Contracting A Sexually Transmitted Disease Abroad

abroadHoliday season is finally on the horizon and many of us will be looking forward to sun, sea and sand. Going on holiday is supposed to be memorable for the right reasons, but sadly, many people return home with much more than just happy memories.

When you’re abroad and you’re on holiday, you may be more likely to drink too much, meet new people and engage in unprotected sex and this could put you at risk of unwanted pregnancy, as well as sexually transmitted infections. Statistics show that people are more likely to act in an irresponsible way when they’re abroad and in a poll of 2,000 British adults conducted by Pharmacy2U Online, 10 per cent admitted to doing something they regretted on their last holiday.

About sexually transmitted infections

Sexually transmitted infections (STIs) are very common, especially among young adults aged between 16 and 25 years old; these infections are spread through sexual contact and intercourse and they can be very serious. Sometimes, there are no symptoms, while in other cases, symptoms such as a burning sensation when you urinate, blisters or sores around the genitals, itchiness and irritation and generally feeling unwell, may develop after infection. There are lots of different types of STI; the most common include Chlamydia, gonorrhoea, genital herpes and genital warts.

Tips for avoiding STIs abroad

If you’re abroad, you want to come home with a tan and some amazing memories and photos, rather than a sexually transmitted infection, so try to act in the same way on holiday as you would at home.

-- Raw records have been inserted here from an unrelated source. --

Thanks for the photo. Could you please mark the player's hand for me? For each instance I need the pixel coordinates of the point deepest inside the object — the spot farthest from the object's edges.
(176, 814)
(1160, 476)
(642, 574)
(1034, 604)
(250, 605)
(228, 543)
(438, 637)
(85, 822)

Drink in moderation, carry condoms with you and insist on using them if you don’t want to have intercourse with you and be sure that you want to sleep with somebody; don’t feel pressured or pushed into it just because your friends are doing it and you’re on holiday.

Dealing with an STI

If you’ve had unprotected sex and you think you may have an STI, visit your local sexual health clinic, your GP or your local GUM clinic when you get home for a sexual health test. If you do test positive, you can then be treated as quickly as possible. Treatments usually involve courses of antibiotics, but there are some infections, such as genital herpes, which cannot be cured. London based genital herpes doctors can provide treatments to reduce symptoms, but the virus remains in the body and the infection may flare up from time to time; for the most past, the virus lies dormant and you can go months without any symptoms.